By Jurga Zilinskiene, CEO of Today Translations.
More and more businesses, large and small, are starting to realise the value of translating their websites into the languages of their key target markets. No wonder. In a globalised world, increasingly dominated by a globalised medium – the Internet – it makes business sense to reach out to customers in their own language.
This is especially true when in two situations:
a) When your competitors have already translated their websites but you haven’t, giving them a vital edge.
b) When competitors have yet to translate their websites, allowing you a vital edge over them by doing so.
It’s about intelligibility but it’s also about respect – by talking to your prospective customers in their own language, you have got to be improving your chances of winning their business.
What’s more, translating your website does not need to be expensive, or difficult – provided you know what you are doing and how to avoid some common mistakes.
Here are six basic pointers to get you started.
1. Maintain Control Of Your Brand
Your firm has probably spent a lot of money on its brand. You therefore don’t want to risk harming it when you are expanding into foreign markets.
So, what, for example, should your product or service be called in Arabic or Russian? Indeed, should you translate it at all – or, should you just keep it in English? These are critical issues to consider if you want to make sure that visitors to your site experience exactly what you want them to experience.
We have run brand-name audits for firms looking to expand internationally, to make sure that they’re not in for any nasty surprises, such as discovering that their brand-name means something unfortunate in the language of their latest target market. After all, it’s been known to happen – and not just with small businesses, with many translation blunders passing into business folklore.
Working this out ahead of time will help your translation projects go smoothly and will ensure that you maintain control of your brand across all languages.
2. Decide How Much Of Your Website You Need To Translate
Yes, translating the entire website is desirable but it’s not essential – at least initially.
Depending on your budget, it might be enough to make a start by translating just the home-page and a few other key pages. You can always go back and translate more at a later date.

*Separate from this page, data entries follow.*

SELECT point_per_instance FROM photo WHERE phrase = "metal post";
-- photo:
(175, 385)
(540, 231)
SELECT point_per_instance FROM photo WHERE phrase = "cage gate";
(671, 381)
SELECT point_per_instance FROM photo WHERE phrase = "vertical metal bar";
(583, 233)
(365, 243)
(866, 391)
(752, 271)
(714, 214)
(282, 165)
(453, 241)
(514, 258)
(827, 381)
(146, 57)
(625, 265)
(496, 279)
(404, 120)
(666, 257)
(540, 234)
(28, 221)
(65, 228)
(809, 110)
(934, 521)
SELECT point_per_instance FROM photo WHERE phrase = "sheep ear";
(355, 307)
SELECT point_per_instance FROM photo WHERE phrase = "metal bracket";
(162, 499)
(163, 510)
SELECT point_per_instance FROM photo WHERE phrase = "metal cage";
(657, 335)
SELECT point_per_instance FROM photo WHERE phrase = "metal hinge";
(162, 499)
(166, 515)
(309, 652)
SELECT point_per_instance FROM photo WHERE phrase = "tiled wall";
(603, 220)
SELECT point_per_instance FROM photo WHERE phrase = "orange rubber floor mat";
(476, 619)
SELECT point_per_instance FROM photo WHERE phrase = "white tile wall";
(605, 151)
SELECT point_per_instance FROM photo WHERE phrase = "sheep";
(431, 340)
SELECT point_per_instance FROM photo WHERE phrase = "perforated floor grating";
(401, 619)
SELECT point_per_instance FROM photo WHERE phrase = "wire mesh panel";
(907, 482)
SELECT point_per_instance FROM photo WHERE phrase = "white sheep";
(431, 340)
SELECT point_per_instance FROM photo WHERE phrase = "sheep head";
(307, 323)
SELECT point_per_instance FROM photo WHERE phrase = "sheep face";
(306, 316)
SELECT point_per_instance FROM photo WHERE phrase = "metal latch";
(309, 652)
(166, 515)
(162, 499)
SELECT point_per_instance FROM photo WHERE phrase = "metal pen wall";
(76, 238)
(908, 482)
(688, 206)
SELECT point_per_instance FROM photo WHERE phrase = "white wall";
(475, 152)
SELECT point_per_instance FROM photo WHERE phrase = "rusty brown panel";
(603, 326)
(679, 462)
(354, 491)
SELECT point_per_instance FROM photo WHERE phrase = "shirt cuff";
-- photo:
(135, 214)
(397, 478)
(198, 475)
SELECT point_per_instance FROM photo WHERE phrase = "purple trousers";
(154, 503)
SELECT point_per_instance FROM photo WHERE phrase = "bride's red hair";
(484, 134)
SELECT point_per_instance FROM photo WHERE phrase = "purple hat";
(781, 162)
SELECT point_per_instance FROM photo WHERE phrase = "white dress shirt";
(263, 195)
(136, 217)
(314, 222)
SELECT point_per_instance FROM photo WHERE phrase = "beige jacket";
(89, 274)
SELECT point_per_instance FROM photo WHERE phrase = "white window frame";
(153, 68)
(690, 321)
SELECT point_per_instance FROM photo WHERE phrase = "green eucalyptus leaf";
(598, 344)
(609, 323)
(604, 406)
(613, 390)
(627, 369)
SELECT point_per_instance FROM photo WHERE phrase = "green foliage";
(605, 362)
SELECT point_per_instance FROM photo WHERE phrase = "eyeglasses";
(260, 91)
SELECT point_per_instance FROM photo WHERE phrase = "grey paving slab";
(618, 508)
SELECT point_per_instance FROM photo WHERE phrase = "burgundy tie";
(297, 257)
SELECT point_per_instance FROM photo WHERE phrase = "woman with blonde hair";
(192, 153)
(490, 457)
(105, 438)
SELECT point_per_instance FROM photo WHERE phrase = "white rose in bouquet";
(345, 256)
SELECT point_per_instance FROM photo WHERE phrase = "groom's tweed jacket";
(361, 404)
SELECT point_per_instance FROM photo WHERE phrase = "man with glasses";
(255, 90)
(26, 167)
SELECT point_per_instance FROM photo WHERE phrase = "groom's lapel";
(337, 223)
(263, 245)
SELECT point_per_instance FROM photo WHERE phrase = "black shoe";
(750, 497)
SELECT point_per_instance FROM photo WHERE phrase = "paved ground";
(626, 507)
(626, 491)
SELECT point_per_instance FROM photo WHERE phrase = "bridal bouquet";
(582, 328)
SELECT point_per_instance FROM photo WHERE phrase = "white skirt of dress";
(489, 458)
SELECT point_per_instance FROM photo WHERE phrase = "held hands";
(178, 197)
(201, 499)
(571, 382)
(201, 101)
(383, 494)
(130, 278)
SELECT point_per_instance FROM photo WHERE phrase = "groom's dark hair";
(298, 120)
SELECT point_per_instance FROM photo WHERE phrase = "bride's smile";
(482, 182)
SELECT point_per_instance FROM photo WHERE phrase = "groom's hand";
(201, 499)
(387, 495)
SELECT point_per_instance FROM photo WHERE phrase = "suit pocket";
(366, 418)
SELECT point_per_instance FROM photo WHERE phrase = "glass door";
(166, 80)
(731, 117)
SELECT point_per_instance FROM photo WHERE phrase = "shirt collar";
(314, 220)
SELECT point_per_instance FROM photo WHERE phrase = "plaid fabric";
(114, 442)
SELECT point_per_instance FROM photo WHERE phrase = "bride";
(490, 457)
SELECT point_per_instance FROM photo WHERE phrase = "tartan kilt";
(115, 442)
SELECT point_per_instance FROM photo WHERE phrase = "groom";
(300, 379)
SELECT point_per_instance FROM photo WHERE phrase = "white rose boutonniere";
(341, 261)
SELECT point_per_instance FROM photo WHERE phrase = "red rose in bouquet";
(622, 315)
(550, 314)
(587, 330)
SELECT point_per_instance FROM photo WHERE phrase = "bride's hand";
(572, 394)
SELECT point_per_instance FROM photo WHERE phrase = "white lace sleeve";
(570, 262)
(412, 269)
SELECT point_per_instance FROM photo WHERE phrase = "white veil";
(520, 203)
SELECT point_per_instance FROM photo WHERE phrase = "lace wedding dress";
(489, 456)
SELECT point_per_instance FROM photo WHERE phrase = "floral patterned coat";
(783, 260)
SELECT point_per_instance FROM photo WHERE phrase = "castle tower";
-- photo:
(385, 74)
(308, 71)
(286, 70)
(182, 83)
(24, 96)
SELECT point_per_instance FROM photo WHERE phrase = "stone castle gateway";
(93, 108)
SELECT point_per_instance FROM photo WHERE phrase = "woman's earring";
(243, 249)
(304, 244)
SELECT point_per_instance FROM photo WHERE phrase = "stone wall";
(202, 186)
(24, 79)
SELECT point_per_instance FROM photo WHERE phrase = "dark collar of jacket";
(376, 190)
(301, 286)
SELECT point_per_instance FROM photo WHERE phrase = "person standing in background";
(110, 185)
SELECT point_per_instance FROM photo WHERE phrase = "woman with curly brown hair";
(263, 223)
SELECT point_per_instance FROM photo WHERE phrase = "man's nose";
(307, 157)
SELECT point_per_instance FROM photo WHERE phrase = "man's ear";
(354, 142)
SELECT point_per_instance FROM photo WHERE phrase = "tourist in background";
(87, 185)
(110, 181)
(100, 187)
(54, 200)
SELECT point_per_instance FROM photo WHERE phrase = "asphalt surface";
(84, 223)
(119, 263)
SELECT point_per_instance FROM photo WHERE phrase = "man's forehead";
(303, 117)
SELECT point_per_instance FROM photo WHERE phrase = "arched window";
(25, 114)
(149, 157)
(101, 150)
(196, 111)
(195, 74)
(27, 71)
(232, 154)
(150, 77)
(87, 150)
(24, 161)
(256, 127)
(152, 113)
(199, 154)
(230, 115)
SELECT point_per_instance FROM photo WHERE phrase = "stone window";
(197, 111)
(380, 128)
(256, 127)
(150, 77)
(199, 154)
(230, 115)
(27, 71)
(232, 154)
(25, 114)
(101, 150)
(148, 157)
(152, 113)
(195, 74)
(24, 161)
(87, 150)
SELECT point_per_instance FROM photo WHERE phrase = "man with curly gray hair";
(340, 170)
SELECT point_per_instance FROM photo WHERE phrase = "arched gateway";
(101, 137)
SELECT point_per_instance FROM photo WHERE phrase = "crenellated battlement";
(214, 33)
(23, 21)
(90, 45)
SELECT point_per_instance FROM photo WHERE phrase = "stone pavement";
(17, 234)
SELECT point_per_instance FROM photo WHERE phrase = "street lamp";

3. Consider The Size, Length And Style Of Text In Different Languages
You feel that you have perfected your English website and love the way it looks. But are you aware that, upon translation, German text on average uses a third more characters per word than English? Or that Arabic is read from right to left?
It is vital to maximise the impact of your website in all languages. To achieve this, you must be prepared to collaborate with your translation provider to make your website as appealing as possible.
4. Give Your Translator A Glossary Of Key Terms Relevant To Your Business
Your translation provider may employ experts in your company’s industry, but they must also be expert in your company’s style and image. To help familiarise them with these details, it is vital to provide them with as much preparatory material as possible.
Any glossary of key terms or other relevant material that you can provide to translators will be a big help. Once the translator has got to know your company’s approach to business, he or she should be able to provide more accurate translation.
5. Structure Your Translation Deal Properly From The Start
If your website is going to be updated regularly with content for international visitors, it stands to reason that you will also need regular translations.
In this case, it will be worthwhile spending some time to consider the overall volume of the project. You may be eligible for some discounts from your translation provider, with whom you should seek to work out a properly structured relationship from the start.
6. Pick The Right Translation Service Provider
Last but arguably most important, make sure that you pick a translation supplier with experience and reputation. A good agency will be able to advise you on how your message will be received by its foreign target audience.
There may be a myriad of cultural, social or political meanings contained in any translation, which a non-native will never grasp or even notice. But if you make sure you’re working with a reliable agency, they will ensure that you don’t end up looking foolish.